TEMPO/ Amston Probel
TEMPO/ Amston Probel

TEMPO.CO, Banyuwangi - Wiwit Sungkono menata seratus gelas plastik di atas meja kayu. Gelas plastik itu berisi bubur cokelat dengan bulatan-bulatan sebesar telur puyuh. Setengah jam kemudian, seluruh takjil sudah tertata rapi. Wiwit duduk manis menunggu pembeli.

Bubur cokelat yang dijual Wiwit itu adalah jenang grendul. Meski daerah lain juga mengenal jenang ini, tapi di Banyuwangi, Jawa Timur, grendul hanya muncul saat bulan Ramadan saja. "Di luar bulan puasa tidak ada yang jual," kata perempuan yang memiliki usaha kuliner rumahan ini, Selasa, 16 Juli 2013.

Wiwit membuka lapaknya di pasar takjil tradisional yang terletak di Jalan Brigjen Katamso atau sebelah utara gedung Dewan Perwakilan Rakyat Daerah Banyuwangi. Jenang grendul dijual hampir seluruh pedagang di pasar itu. Namun, jenang milik Wiwit lebih istimewa. Selain rasanya lebih enak, tampilannya juga lebih cokelat dan kental.

Disebut jenang grendul karena terdapat bulatan-bulatan yang teksturnya kenyal. Bahan utama jenang ini terbuat dari tepung ketan. Menurut Wiwit, cara membuat jenang ini cukup mudah. Mula-mula tepung diberi air secukupnya kemudian digulung menjadi bulatan-bulatan kecil.
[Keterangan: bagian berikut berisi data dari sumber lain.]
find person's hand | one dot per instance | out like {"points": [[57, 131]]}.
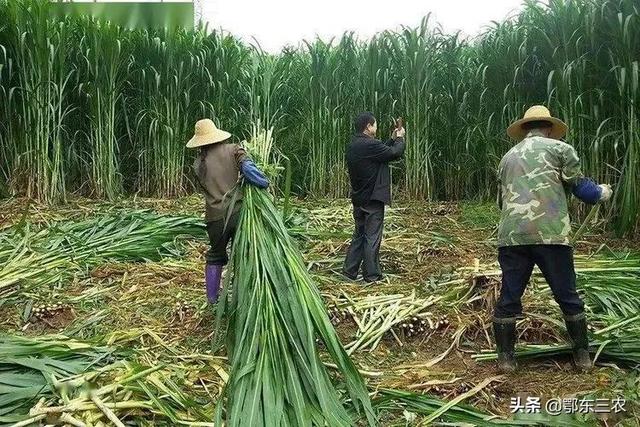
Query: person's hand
{"points": [[606, 191]]}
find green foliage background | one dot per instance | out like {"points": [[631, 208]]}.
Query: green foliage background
{"points": [[92, 108]]}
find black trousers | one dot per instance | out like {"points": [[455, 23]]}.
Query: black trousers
{"points": [[220, 233], [555, 263], [365, 244]]}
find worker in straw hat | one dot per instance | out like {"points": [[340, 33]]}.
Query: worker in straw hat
{"points": [[535, 177], [218, 169]]}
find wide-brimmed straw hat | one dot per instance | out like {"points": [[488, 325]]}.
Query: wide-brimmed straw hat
{"points": [[533, 114], [207, 133]]}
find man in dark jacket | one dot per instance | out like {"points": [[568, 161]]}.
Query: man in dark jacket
{"points": [[368, 162]]}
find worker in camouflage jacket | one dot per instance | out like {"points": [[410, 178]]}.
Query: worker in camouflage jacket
{"points": [[536, 176]]}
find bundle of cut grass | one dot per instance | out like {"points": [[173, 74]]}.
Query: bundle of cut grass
{"points": [[56, 380], [275, 314]]}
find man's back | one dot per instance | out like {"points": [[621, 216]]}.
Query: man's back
{"points": [[533, 176], [367, 161]]}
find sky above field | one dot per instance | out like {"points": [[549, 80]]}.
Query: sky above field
{"points": [[276, 23]]}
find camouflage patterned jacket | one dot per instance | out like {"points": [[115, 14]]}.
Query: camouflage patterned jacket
{"points": [[535, 178]]}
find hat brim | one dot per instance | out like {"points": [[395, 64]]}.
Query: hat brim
{"points": [[558, 128], [212, 138]]}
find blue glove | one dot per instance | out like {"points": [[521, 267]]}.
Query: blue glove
{"points": [[253, 175], [587, 191]]}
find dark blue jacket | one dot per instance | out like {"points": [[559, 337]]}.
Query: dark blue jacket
{"points": [[368, 163]]}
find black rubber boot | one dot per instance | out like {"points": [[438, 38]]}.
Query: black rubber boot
{"points": [[577, 329], [504, 330]]}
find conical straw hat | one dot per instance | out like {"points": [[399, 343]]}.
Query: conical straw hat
{"points": [[537, 113]]}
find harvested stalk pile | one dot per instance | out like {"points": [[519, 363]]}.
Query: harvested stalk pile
{"points": [[375, 315], [275, 313], [49, 253], [80, 383]]}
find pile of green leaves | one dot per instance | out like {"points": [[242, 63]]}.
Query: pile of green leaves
{"points": [[29, 367], [275, 314], [48, 253], [59, 379]]}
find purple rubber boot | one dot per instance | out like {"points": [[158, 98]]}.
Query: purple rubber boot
{"points": [[212, 275]]}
Setelah itu, bulatan-bulatan ketan dimasukkan ke dalam gula merah yang lebih dulu dicairkan. Adonan ini dipanaskan lagi hingga mendidih dan kental. Cara mengkonsumsinya, jenang disiram dengan santan.

Setiap hari, Wiwit mengolah lima kilogram tepung ketan. Adonan ini menjadi seratus gelas jenang. Takjil ini ternyata cukup digemari pembeli dan selalu ludes terjual. Harganya cukup murah, hanya Rp 3.000 per gelas. "Lumayan hasilnya untuk Lebaran," kata dia.

Budiyanto, salah satu pembeli jenang grendul, mengatakan suka menyantap makanan ini untuk berbuka puasa. Selain rasanya yang legit, jenang grendul juga mengenyangkan. "Apalagi cuma ada setahun sekali," kata dia.